Islamic lenders already offer home financing packages but conventional lenders are restricted from doing so, putting them at a disadvantage, a senior executive at Gulf Bank said.
“Mortgage loans are something that is a big problem here in Kuwait,” said Aly Mahmoud Shalaby, head of consumer banking at Gulf Bank, Kuwait’s second largest lender by market value. “Conventional banks are upset and not happy and we [put] pressure on the government.”
Kuwait, which restricts foreign ownership of property, saw property prices slump about 30% after the government banned companies from investing in real estate to stem inflation.
The Gulf state has suffered from a shortage in both residential and commercial properties as delays in public investments aggravated the imbalance.
The lack of mortgage options has left a number of Kuwaitis struggling to secure financing to purchase their own home. A government lending scheme offers first-time buyers a loan of KD70,000 ($254,684) and many nationals apply for a 15-year personal loan for another KD70,000.
But Shalaby said this is usually not enough to cover the price of buying and building a “reasonable villa”, which he said costs on average around KD250,000.
“That is a huge gap… it doesn’t fulfill it, which means they need [alternative finance] from their parents,” Shalaby said.
According to Kuwait Real Estate Union, the average price per sq m in the country is KD6.750.
The issue has been brought before parliament but ongoing hostilities between the ruling family and cabinet – which last week prompted the resignation of deputy prime minister Sheikh Ahmed Al Fahad Al Sabah – has pushed it down the list of priorities.
“If the Islamic banks are going to be able to fulfill the demand they will not listen to us but I doubt the Islamic banks will be able to fulfill it,” Shalaby said. “Plus [there is] the fairness and unfairness issue of [banks] competing on an equal footing.”

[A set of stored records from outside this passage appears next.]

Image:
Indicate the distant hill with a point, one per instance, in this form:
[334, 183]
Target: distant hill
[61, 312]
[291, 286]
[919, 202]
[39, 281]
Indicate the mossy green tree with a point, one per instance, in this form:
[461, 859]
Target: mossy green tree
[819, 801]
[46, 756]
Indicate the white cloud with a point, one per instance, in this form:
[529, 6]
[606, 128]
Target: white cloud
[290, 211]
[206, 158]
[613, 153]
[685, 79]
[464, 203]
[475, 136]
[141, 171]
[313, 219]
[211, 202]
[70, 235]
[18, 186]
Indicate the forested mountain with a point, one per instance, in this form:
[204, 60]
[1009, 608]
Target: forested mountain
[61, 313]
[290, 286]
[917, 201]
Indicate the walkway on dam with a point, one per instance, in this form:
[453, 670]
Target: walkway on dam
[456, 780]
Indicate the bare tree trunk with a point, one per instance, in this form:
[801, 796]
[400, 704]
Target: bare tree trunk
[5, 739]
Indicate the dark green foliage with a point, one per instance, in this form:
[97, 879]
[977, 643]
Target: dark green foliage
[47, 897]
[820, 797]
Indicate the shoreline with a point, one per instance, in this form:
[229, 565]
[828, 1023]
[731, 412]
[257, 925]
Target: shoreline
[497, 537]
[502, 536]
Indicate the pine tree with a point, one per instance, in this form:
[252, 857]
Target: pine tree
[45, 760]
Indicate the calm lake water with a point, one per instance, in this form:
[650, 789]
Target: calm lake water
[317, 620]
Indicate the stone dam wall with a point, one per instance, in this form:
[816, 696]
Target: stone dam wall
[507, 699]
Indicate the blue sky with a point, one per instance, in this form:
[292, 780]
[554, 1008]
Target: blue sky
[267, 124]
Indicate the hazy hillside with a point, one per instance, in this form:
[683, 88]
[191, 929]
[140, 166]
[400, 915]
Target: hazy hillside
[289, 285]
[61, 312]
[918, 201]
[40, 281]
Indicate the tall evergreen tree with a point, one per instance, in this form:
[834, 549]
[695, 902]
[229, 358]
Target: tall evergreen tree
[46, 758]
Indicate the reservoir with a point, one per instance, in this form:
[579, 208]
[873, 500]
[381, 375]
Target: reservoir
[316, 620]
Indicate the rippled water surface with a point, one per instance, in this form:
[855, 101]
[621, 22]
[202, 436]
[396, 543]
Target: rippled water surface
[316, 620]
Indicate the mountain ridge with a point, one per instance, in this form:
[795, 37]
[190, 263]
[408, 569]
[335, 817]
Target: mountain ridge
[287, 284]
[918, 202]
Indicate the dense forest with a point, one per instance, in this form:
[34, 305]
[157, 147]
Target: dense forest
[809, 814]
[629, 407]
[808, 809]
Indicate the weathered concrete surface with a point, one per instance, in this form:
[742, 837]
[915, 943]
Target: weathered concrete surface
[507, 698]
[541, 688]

The government will also need to address the absence of foreclosure laws allowing banks to take action against defaulting homeowners, if it plans to spur activity in the mortgage market, he said.
“The laws here do not allow banks to offer mortgage loans like the ones given in the West. You cannot kick out the tenant if they are Kuwaiti and take possession of the property as, ethically, they do not accept it here.”
Kuwait Investment Authority (KIA), the country's sovereign wealth fund, said in March it would launch a real estate portfolio worth KD1bn ($3.6bn) to invest in the local market.
Kuwait Finance House, the country's biggest Islamic lender, is initially managing the portfolio.